Dashboard Walkthrough
- Overview: Top-level SLO health, active alerts, and current incident count.
- Latency: P50/P95 response times to identify user impact and spikes.
- Error Rate: 4xx/5xx trends for regression detection after deploys.
- Host Health: CPU, memory, disk pressure, and network saturation per host group.
- Database: query latency, connection count, and replication lag.
- Queues: backlog depth and processing rate to spot stuck workers.
Alert Example
- Threshold: API error rate > 2% for 5 minutes.
- Trigger: Zabbix fires a critical alert when the rolling error rate breaches threshold.
- Response: On-call checks Grafana error panel, rolls back the last deploy, and validates recovery.
Incident Response Runbook (Example)
- Alert received: Critical trigger fires (CPU saturation or service down).
- Triage: Check Grafana dashboard, confirm host status, inspect recent changes.
- Escalation: Page service owner if SLA is at risk or incident persists >15 minutes.
- Resolution: Apply mitigation, validate recovery, close alert with notes.
Incident Story
Zabbix triggered a critical alert for elevated latency on the checkout service during peak traffic. Grafana dashboards showed CPU saturation and a sharp rise in database wait time. The on-call engineer scaled the database read replicas and restarted a stuck worker queue, restoring normal latency within 20 minutes.
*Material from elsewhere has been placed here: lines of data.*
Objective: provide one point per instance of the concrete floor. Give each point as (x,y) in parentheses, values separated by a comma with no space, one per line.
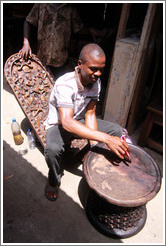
(28,217)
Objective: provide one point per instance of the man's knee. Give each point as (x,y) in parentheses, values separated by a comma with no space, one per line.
(53,149)
(116,130)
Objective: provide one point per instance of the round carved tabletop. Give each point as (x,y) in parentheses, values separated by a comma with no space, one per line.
(119,182)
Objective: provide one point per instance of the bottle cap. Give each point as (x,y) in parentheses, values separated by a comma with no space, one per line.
(23,151)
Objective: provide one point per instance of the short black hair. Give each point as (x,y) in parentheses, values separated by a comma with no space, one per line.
(90,49)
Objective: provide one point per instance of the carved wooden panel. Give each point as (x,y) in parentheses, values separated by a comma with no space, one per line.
(31,84)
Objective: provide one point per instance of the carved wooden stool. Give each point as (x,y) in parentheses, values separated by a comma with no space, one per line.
(116,204)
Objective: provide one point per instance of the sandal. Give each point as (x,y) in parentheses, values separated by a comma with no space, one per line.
(51,192)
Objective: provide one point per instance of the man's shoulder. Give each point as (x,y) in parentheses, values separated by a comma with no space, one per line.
(67,77)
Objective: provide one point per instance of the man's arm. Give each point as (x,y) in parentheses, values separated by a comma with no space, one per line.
(90,118)
(117,145)
(26,51)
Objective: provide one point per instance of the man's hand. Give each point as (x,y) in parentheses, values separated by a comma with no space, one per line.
(117,145)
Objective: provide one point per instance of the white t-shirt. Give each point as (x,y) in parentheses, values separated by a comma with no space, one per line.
(68,92)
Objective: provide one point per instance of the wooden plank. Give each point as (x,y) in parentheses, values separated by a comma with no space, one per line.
(123,20)
(142,65)
(121,82)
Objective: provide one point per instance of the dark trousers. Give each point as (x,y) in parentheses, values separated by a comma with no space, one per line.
(57,139)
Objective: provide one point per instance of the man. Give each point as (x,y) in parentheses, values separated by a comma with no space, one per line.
(72,107)
(55,22)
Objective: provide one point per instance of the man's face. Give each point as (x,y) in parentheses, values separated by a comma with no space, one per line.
(91,70)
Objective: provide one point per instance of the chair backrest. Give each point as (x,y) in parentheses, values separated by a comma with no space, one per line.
(31,84)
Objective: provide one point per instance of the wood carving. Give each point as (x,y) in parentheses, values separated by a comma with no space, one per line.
(31,84)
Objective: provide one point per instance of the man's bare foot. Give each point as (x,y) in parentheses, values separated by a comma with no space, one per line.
(51,192)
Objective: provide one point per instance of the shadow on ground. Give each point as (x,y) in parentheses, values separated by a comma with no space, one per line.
(30,218)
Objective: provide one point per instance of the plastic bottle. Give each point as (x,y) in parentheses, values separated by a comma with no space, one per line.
(16,130)
(31,139)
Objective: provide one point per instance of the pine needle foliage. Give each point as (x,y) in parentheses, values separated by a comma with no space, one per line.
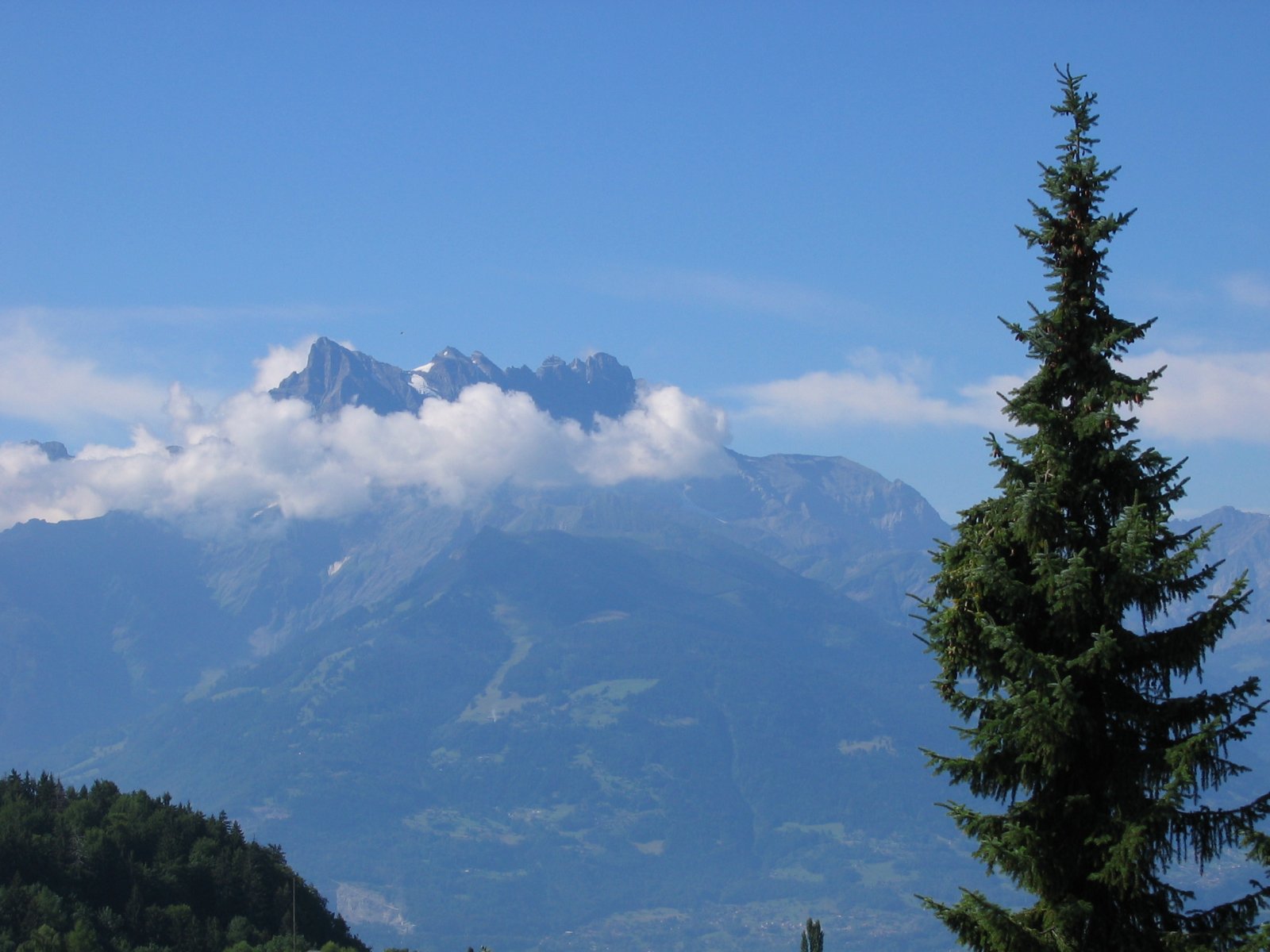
(1086,723)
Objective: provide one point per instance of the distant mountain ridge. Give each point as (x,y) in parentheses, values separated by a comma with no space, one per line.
(652,715)
(336,376)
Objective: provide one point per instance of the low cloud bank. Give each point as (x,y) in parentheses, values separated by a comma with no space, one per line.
(254,452)
(1213,397)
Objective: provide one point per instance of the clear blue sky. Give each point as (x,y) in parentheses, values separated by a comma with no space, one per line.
(802,213)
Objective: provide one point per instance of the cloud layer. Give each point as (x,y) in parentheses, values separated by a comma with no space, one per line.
(1200,397)
(254,452)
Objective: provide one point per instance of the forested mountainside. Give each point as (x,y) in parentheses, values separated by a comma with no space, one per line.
(649,715)
(95,869)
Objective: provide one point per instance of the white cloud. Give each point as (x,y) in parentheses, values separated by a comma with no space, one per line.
(254,452)
(1208,397)
(38,381)
(279,363)
(872,393)
(1202,397)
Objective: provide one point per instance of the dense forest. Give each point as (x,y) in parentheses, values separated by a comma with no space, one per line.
(94,869)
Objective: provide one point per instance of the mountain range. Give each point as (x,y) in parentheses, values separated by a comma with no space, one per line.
(667,712)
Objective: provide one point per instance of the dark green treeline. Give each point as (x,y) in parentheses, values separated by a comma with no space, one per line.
(94,869)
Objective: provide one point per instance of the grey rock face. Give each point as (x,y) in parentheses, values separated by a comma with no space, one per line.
(337,378)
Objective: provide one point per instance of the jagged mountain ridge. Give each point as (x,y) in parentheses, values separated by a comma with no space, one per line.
(336,376)
(652,715)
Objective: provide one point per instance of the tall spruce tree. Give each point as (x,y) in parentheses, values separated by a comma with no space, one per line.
(1086,727)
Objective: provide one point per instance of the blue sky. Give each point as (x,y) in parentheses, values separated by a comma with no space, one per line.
(802,213)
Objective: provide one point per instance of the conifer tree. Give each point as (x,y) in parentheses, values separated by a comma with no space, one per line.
(1087,735)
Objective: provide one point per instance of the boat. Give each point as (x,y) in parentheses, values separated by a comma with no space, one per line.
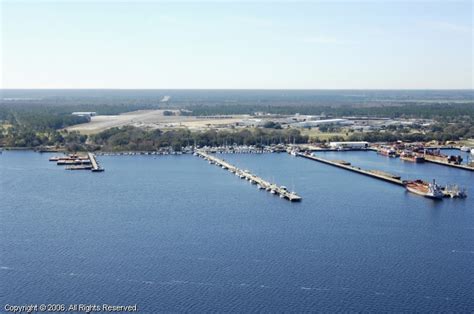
(387,151)
(426,189)
(454,191)
(411,156)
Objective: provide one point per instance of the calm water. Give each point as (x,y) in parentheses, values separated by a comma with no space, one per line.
(176,234)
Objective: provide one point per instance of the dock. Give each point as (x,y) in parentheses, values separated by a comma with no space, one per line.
(78,162)
(254,179)
(345,165)
(95,164)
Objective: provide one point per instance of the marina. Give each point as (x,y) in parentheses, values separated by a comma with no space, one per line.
(432,190)
(184,209)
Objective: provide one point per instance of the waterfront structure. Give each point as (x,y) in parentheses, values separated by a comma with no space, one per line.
(349,145)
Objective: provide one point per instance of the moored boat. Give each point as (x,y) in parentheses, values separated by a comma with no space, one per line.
(426,189)
(411,156)
(387,151)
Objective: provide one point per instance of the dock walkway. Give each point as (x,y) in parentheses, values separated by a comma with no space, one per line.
(344,165)
(254,179)
(444,163)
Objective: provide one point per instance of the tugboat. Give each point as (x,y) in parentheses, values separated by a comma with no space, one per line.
(411,156)
(420,187)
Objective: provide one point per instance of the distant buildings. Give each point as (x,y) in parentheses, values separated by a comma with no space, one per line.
(317,123)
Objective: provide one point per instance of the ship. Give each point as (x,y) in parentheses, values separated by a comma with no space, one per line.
(387,151)
(411,156)
(426,189)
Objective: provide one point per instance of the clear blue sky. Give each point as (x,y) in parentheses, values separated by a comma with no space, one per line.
(153,44)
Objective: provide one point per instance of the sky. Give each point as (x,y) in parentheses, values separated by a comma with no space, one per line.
(237,45)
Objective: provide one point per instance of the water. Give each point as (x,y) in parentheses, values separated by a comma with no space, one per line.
(173,233)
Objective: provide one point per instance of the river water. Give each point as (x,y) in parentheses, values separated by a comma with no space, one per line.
(173,233)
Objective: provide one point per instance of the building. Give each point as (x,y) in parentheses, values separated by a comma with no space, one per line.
(84,113)
(349,145)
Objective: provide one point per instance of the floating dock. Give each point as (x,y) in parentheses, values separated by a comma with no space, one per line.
(449,164)
(345,165)
(95,164)
(245,174)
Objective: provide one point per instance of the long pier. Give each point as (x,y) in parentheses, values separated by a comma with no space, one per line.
(254,179)
(344,165)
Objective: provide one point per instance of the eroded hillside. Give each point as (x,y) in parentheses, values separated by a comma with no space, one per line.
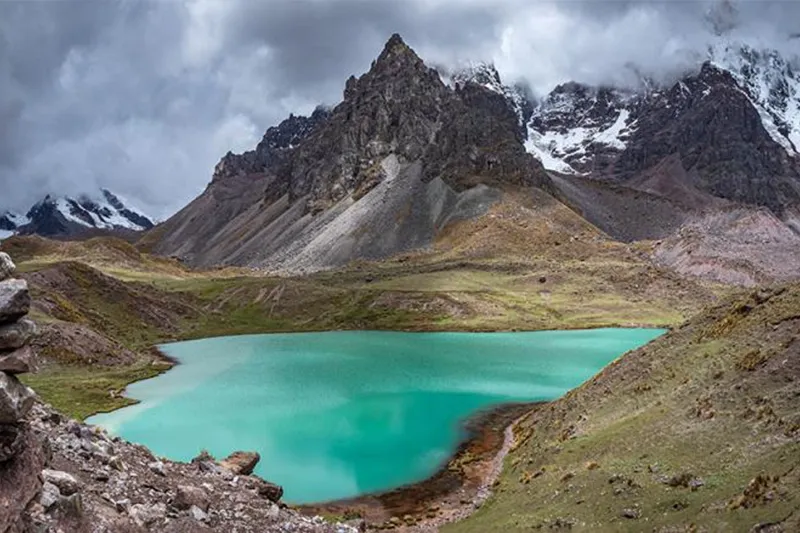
(698,431)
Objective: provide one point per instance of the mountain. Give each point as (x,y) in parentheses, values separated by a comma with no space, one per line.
(727,133)
(401,157)
(66,217)
(405,155)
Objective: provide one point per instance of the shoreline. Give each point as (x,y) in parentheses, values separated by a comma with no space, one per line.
(458,488)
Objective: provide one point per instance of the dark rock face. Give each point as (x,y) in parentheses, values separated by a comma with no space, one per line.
(313,180)
(710,137)
(711,125)
(15,300)
(19,480)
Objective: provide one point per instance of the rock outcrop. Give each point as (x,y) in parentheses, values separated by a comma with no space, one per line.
(401,157)
(21,456)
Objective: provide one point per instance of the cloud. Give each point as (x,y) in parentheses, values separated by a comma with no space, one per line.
(144,97)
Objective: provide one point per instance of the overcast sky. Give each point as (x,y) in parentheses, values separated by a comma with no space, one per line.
(144,97)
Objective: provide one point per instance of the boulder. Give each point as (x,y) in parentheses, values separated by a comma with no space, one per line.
(50,495)
(7,266)
(15,399)
(187,496)
(241,463)
(268,490)
(15,300)
(66,483)
(12,440)
(20,483)
(16,335)
(147,515)
(157,467)
(198,514)
(20,361)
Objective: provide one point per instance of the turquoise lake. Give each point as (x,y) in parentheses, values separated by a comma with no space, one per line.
(339,414)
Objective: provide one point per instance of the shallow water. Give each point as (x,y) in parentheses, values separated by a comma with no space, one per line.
(340,414)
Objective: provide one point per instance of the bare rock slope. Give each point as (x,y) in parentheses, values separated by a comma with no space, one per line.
(383,172)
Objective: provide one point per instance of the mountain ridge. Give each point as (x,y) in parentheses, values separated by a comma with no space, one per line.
(75,216)
(382,172)
(409,151)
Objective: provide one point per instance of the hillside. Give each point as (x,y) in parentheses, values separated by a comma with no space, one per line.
(698,431)
(82,216)
(529,264)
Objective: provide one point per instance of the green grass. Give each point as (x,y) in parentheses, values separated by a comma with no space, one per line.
(81,391)
(641,412)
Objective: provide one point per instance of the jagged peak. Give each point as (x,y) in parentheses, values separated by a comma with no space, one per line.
(396,50)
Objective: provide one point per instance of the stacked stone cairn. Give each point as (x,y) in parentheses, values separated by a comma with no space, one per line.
(16,357)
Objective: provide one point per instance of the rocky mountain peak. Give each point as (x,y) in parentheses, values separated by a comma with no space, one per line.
(67,216)
(397,71)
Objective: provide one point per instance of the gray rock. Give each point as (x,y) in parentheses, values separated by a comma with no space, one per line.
(66,483)
(20,484)
(71,505)
(187,496)
(241,463)
(12,441)
(7,266)
(198,514)
(123,505)
(15,399)
(50,495)
(157,467)
(17,335)
(631,513)
(116,463)
(147,515)
(268,490)
(15,300)
(20,361)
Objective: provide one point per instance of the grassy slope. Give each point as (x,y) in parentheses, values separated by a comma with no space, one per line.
(103,304)
(716,399)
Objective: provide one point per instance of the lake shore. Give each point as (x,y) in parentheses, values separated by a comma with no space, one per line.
(455,491)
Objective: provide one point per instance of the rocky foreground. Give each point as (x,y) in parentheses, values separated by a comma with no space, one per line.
(58,475)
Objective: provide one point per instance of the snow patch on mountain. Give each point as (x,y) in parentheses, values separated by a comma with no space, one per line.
(54,216)
(773,85)
(486,75)
(541,149)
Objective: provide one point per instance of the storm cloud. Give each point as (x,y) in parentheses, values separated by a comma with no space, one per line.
(145,97)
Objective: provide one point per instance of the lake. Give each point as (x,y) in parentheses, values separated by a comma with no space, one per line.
(340,414)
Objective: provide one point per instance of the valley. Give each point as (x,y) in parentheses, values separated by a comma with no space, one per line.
(452,204)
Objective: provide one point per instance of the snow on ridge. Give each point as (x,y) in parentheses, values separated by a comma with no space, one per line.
(611,136)
(772,86)
(537,146)
(552,148)
(65,207)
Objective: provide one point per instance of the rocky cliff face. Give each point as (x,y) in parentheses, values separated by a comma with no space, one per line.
(60,475)
(727,132)
(384,171)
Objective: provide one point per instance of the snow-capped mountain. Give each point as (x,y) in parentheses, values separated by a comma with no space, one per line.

A follow-up action adjusted alert thresholds and added a dashboard panel to track queue depth.
Screenshots
Metrics
- Hosts monitored: 58 Linux/VM nodes across prod and staging.
- Services monitored: 12 critical services (API, DB, queues, edge).
- Alert categories: availability, latency, capacity, error rate, and backup health.
- Typical incidents: disk saturation, noisy neighbors, slow DB queries, and queue backlogs.
Suggested validation sources: Zabbix alert history, Grafana dashboards, incident reports.
Before vs After
Monitoring Setup
Before: Multiple tools with isolated views and no shared dashboards.
After: Unified Zabbix + Grafana stack with standardized dashboards.
Alert Volume
Before: ~120 alerts/day with frequent duplicates.
After: ~75 alerts/day with tuned thresholds and routing.
Response Time
Before: MTTR ~45 minutes.
After: MTTR ~25 minutes.
Lessons Learned
- Alert fatigue tuning requires ruthless pruning and ownership-based routing.
- Dashboard design improves adoption when centered on service outcomes.
- Agent scaling works best with automation and standardized templates.
- Incident workflow clarity reduces triage time and escalations.